In 2015, D.C. is the only U.S. jurisdiction to permit such nonlawyer ownership to any extent. There are multiple nations that now allow for such investment, including the U.K. and Australia, which has led even to public ownership in stock in publicly-traded law firms in those nations. There are loud voices that insist that American lawyers should be empowered to obtain capital and investment from non-lawyer sources.

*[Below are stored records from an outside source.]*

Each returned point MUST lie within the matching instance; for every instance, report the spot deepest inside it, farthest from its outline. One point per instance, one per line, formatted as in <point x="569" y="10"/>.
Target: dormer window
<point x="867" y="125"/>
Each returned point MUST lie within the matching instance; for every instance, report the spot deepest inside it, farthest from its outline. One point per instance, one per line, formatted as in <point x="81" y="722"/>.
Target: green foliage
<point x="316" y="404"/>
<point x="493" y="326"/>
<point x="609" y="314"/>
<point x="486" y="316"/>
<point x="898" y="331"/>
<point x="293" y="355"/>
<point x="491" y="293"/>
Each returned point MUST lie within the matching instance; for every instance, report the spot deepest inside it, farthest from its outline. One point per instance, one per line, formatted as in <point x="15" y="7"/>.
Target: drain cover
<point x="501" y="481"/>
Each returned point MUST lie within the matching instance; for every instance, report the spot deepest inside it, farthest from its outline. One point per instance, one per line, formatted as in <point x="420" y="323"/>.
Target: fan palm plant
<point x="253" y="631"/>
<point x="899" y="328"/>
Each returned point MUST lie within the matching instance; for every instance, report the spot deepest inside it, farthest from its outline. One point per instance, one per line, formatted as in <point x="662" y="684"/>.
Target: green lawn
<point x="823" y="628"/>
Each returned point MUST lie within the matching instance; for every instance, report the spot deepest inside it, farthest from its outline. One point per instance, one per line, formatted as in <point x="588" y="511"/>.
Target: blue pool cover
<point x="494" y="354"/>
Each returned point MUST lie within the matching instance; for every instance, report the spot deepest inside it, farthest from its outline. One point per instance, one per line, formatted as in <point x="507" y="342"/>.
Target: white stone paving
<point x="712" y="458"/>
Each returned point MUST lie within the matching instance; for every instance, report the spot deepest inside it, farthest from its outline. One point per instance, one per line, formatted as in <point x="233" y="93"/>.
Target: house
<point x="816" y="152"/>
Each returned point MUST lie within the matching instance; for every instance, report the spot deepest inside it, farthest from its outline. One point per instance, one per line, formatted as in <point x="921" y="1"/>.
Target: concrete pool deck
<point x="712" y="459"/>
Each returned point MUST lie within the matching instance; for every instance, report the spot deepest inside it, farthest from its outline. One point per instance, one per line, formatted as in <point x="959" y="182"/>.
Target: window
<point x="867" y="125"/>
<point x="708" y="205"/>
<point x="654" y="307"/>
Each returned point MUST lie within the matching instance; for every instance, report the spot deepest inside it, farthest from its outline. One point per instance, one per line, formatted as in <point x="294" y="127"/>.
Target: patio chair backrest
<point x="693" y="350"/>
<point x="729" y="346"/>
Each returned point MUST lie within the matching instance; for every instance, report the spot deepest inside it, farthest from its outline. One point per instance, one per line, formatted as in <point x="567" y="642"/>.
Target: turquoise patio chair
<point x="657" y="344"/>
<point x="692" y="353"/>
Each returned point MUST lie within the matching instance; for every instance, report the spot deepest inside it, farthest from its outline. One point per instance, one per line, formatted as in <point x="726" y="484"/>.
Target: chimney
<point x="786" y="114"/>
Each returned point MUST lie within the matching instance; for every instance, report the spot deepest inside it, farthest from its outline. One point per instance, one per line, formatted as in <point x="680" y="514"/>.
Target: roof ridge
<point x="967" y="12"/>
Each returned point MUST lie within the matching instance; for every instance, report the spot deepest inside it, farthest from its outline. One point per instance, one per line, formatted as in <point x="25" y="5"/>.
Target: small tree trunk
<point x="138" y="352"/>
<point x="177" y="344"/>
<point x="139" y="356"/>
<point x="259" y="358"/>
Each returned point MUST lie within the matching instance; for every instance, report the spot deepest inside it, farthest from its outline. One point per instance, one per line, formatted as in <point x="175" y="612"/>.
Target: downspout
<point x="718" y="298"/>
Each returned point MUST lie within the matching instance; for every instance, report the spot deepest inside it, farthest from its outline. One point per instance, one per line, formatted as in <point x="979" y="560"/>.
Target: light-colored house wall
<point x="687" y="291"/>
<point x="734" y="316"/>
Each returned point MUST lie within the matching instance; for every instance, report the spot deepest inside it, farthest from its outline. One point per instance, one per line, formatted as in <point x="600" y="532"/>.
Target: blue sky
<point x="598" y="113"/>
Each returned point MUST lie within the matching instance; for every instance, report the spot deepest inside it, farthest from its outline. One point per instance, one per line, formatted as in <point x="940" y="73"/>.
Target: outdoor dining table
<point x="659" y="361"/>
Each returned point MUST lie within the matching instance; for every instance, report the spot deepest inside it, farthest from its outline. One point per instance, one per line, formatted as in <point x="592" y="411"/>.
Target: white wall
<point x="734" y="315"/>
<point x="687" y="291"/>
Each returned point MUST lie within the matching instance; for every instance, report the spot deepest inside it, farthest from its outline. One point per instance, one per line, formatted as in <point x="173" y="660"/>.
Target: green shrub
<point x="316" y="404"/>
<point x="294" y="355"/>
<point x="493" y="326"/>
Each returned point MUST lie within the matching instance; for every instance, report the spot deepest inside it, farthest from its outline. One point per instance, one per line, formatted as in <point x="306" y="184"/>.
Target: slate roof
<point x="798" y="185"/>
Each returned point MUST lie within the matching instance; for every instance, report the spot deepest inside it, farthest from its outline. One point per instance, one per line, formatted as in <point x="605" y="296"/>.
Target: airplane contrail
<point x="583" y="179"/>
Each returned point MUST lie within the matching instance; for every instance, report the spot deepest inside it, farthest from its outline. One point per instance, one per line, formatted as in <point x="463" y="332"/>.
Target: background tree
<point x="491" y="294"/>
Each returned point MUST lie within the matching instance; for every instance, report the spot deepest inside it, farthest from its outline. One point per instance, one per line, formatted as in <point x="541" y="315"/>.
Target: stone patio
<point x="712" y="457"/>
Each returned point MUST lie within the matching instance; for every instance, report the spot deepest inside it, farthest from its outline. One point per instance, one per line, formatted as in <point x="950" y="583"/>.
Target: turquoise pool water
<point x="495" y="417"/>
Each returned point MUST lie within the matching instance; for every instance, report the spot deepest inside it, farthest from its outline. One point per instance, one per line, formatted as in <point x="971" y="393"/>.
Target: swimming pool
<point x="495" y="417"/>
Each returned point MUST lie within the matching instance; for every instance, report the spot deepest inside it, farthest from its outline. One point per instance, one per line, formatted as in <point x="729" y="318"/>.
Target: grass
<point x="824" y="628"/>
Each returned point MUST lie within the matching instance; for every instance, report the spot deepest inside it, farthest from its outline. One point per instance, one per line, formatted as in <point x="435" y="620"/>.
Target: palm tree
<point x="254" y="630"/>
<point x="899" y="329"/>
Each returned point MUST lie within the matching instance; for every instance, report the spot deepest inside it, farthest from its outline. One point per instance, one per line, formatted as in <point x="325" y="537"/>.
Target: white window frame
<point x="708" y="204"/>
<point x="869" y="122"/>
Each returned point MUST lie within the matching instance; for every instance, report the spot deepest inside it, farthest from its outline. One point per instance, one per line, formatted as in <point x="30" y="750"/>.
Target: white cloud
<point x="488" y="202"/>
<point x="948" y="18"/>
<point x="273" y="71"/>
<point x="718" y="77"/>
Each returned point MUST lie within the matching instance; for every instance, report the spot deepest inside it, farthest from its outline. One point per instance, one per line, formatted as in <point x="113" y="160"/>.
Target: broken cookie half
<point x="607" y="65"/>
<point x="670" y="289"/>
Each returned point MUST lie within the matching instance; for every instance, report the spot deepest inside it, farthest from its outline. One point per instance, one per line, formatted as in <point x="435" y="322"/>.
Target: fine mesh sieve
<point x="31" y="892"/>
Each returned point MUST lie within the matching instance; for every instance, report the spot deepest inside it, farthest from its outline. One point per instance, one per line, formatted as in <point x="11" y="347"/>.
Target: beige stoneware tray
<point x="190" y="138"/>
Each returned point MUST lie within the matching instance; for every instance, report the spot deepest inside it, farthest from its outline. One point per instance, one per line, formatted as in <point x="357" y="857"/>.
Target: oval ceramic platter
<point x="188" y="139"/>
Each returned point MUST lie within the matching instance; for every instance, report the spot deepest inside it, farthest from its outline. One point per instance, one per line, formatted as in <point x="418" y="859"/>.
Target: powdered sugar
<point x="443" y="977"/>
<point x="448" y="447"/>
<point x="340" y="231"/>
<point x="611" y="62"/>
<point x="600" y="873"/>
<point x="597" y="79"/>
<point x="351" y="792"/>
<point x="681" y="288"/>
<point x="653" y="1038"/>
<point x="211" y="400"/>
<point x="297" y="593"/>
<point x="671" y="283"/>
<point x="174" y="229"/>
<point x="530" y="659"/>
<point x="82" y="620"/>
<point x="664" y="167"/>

I do not think of myself as an advocate at this stage for the rules to shift from the current restrictions but I certainly acknowledge there is intellectual merit to arguments that, as long as certain other restrictions under the ethics rules remain, then it should not be dismissed out of hand. For example, provided that the core concept that lawyers must not allow outside influences to interfere with their independent professional judgment set out in rules such as RPC 1.8(f) and RPC 5.4(c) survives, then the specter of a lawyer somehow being “beholden” to shareholders to “win at any cost” or to put the bottom line above client interests should not be viewed as any greater a concern or fear than when insurance companies retain and pay lawyers to represent insureds. If those arrangements do not result in the eradication of the independent professional judgment of the lawyers hired in such an arrangement, then why should such eradication be presumed if a law firm were to be publicly-traded. In fact, there are, in Tennessee and elsewhere, law firms that are essentially captive entities which provide only legal services to insureds of an insurance company. If such an entity can exist without running afoul of the core tenets of RPC 1.8 and RPC 5.4, then there is no real intrinsic reason that non-lawyer investment in a law firm might not also be accomplished without eroding the attorney-client relationship or bankrupting the professional ethics of lawyers operating in such a structure.
One thing has always seemed clear to me, any significant change in the U.S. on this issue is not going to be brought about by the kind of lawsuit that was filed by Jacoby & Meyers seeking a ruling that New York’s ban on non-lawyer ownership was unconstitutional as a First Amendment violation. That suit appears to have now received its death knell ruling earlier this month. While I am not surprised by the outcome, I do admit to being surprised at the level of vitriol that seems to lurk beneath the surface in the district judge’s opinion. In taking down the constitutional challenges presented to him, Judge Kaplan’s opinion seems to drip with antipathy toward the litigant as much as the litigant’s positions. (And, worse yet, it also reads like the judge is perturbed as much by having been reversed previously in the case by the Second Circuit as anything else.) Which is kind of a shame because some of the firm’s positions — for example, an equal protection argument with a premise that lawyers with Jacoby & Meyers and investment bankers are similarly situated — merited a real rebuke. It isn’t quite “as a fish is to a bicycle” kind of stuff, but investment banker is not among the first things people would think of to equate with a plaintiffs’ personal injury law firm.